I'm a professional cyclist and I feel like one in my heart, my legs and my soul. Every aspect of training and lifestyle from January to the end of September revolves around cycling. (Okay, I do run a few times '"in season" - when there are 5 minutes to get to the bank before it closes, or when I push my luck getting to yoga class on time. Those are actually make for pretty good little efforts ;).)
As each cycling season draws towards a close, I look forward to pulling out my running shoes though (this year I got a new pair of bright orange New Balance 1500 shoes with Boa Fit System dials!). That's a feeling that I share with a good part of the women's professional peloton. Changing up the routine, and training in a totally different way is healthy for the body, and it's also refreshing for the mind. There's something special with reconnecting with the trails...
If you ask the majority of the riders how they got into cycling, you'll be in for a variety of interesting stories. Most of us hail from backgrounds unrelated to cycling, but all of which include some sort of passion for physical activity, performance, and personal achievement. I learned how to push past my physical comfort zone as a child when I was introduced to cross country running. As an adult, I likely subconciously tap into those early lessons when I train for excellence as a cyclist. (No experience is ever wasted!)
For cyclists, off-season running also provides a crucial period of relatively high impact activity. Bike riding is easy on the body in a sense: we sit around on the saddle all day, and even if we're hammering out big watts with our "pistons", the lack of the type of impact running provides, can be detrimental for our bone structure over time. It leads to osteoporosis. This condition is quite prevelant in the female peloton and the effects leading to weak bones last for the rest of our lives. Including higher impact activities througout the year, like running in the off season helps promote higher bone density, preventing brittle bones as we advance through our careers.
This weekend, Boutique Endurance in Montréal, Canada gave me the opportunity to race my first cross country running event since I was around 8 years old: Cross des Couleurs. It's a sandy 5.5km course that weaves through a forest of colourful foilage, with a few steep pitches and a welcome straightaway seciton that we tackle twice in the 11km event. I was out of my element and didn't know what to expect on the start line. I was unsure that my body would hold up to the distance...

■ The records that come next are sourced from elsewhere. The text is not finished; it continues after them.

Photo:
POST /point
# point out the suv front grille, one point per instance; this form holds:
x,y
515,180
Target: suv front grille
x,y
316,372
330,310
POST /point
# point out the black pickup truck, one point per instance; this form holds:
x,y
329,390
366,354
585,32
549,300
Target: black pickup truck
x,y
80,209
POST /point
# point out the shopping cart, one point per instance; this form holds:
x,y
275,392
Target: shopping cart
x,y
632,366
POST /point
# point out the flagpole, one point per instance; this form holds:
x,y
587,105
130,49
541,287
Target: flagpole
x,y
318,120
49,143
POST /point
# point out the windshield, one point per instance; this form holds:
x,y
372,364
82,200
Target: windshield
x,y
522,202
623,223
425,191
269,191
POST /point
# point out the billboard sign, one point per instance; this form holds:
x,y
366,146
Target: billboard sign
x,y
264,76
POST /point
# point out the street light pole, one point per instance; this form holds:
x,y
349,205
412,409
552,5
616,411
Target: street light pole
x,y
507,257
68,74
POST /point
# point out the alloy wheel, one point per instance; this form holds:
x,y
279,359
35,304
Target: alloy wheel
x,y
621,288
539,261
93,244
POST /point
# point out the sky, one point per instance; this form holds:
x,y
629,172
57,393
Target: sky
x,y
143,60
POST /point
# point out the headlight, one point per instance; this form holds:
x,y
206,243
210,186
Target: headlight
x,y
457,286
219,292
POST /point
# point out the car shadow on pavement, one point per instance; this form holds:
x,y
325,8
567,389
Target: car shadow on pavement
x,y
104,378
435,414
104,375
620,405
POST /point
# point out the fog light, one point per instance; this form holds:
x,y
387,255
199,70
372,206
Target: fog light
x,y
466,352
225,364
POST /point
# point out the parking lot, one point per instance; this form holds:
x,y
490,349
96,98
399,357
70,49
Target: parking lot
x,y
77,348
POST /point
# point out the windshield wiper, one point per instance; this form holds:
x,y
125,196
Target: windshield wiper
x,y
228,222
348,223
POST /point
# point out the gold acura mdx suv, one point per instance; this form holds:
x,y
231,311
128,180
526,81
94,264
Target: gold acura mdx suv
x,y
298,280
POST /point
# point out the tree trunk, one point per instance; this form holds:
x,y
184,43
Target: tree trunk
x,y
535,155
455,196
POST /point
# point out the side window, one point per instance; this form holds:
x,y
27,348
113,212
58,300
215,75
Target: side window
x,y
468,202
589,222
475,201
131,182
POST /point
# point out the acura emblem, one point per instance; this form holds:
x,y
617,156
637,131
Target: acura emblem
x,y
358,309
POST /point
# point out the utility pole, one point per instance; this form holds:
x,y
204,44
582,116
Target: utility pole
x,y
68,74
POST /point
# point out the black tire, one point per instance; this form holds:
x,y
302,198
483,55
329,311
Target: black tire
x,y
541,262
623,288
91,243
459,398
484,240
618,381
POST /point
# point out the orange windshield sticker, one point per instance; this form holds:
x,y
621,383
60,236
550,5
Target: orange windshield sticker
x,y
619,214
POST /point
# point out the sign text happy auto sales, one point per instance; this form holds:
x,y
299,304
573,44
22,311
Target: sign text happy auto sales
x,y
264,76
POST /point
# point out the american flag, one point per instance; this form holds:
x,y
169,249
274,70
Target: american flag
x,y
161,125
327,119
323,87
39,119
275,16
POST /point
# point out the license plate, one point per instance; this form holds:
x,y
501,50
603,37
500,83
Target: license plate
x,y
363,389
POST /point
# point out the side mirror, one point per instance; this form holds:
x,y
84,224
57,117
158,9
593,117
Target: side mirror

The motor is there - my heart and cardio are strong from cycling, but my joints are weak and unfamilirar to jogging.
I checked out the final kilometers of the course during my warmup and invented a little race strategy. I like to have a game plan in mind no matter what type of training or racing I do; I think it's something that I've developed as a cyclist over the years. My goal was mostly to have fun, add another experience to my collection of life events, and to push my limits just enough to feel good, have fun, but not injure myself. I put no pressure on myself, and went into the event with the heart and mind of a kid.
Crossing the line in 7th position, and as the first woman was a bit of a surprise to me. Regardless of what I did relative to anyone else that day, the most important part of the final result was reconnecting with the "Little Lex" inside of me. The one who started jogging in third grade. The one who didn't know why she "should" run, the one who didn't think about why she "should" run, the one who just knew how to feel in her heart what the right thing to do was. It's the same one that drives me to train, race, compete and FEEL on the bike.
Enjoy the off-season everyone, and I wish you all the same type of connection with the child within you!